Wie ist die Haltung der Bundesregierung zum Vorschlag der EU-Kommission, den Dublin-Mechanismus in Fällen eines großen Zugangs von Schutzsuchenden auszusetzen, wenn der gemeinsame Aquis des Flüchtlings- und Verfahrensrechts voll angewendet wird (JI-Ratstreffen am 8. und 9. November 2010)? Teilt die Bundesregierung die Befürchtung der Fragesteller, dass durch die letztgenannte Bedingung ein solches Aussetzen des Mechanismus ins Leere laufen würde?

20

Welche Haltung vertritt die Bundesregierung zum Vorschlag Großbritanniens beim Treffen der EU-Justiz- und -Innenminister am 8. und 9. November 2010, das Tempo der Asylrechtsharmonisierung zu drosseln? Stehen die zahlreichen Vorbehalte der Bundesregierung gegen den Vorschlag der EU-Kommission für eine Neufassung der Flüchtlingsanerkennungsrichtlinie (vgl. Bundestagsdrucksache 17/3797) mit diesem Ansinnen in einem Zusammenhang?

21

Wie weit ist nach Kenntnis der Bundesregierung die Einrichtung einer unabhängigen Asylbehörde in Griechenland gediehen, die die Durchführung der Asylverfahren von den bei den Polizeipräfekturen angesiedelten Asylkommissionen übernehmen sollen (vgl.

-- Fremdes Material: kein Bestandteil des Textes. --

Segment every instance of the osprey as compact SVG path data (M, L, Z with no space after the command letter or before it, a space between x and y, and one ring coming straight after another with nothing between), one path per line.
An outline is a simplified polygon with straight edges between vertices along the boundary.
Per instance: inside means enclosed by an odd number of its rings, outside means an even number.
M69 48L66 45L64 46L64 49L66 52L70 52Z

Antwort der Bundesregierung zu Frage 4 auf Bundestagsdrucksache 17/1340)?

22

Kann die Bundesregierung die Angaben des UN-Beauftragen Dr. Manfred Nowak bestätigen, die eigentlich zuständigen Polizeibehörden würden die Annahme von Asylgesuchen verweigern und die zuständigen Direktionen hätten auch nicht die Kapazitäten, sie zu bearbeiten, wie bewertet sie diese Angaben, und welche Konsequenzen zieht sie daraus?

23

Welche Einschätzung vertritt die Bundesregierung zur Befürchtung des UN-Beauftragten Dr. Manfred Nowak, Asylsuchenden aus dem Iran, Irak und Syrien drohe durch das griechisch-türkische Rückübernahmeabkommen die Kettenabschiebung in ihre Herkunftsländer und damit eine Verletzung des Zurückweisungsverbotes, und welche Konsequenzen zieht sie daraus?

24

Welche eigenen Erkenntnisse hat die Bundesregierung zum Vorwurf des UN-Beauftragten Dr. Manfred Nowak und Pro Asyls, die griechische Polizei verhindere systematisch die Asylantragstellung Schutzsuchender und nehme sie ohne weitere Aufklärung über ihre Situation in Abschiebehaft?

25

Hält die Bundesregierung weiter an der Praxis fest, Überstellungen im Rahmen des Dublin-Verfahrens nicht anzukündigen und somit ohne (wirksamen) Rechtsschutz zu vollziehen, obwohl das Bundesverfassungsgericht in der mündlichen Verhandlung am 28. November 2010 erkennen ließ, dass es einen Rechtsschutz mit aufschiebender Wirkung für erforderlich hält?

26

Welche Entscheidungen in der Rechtsprechung zur Frage der Zulässigkeit von Dublin-Überstellungen nach Griechenland sind der Bundesregierung inzwischen aus dem Jahr 2010 bekannt (bitte wie in der Anlage zu Frage 15 auf Bundestagsdrucksache 17/203 beantworten), und welche Schlussfolgerungen zieht sie aus dieser Rechtsprechung?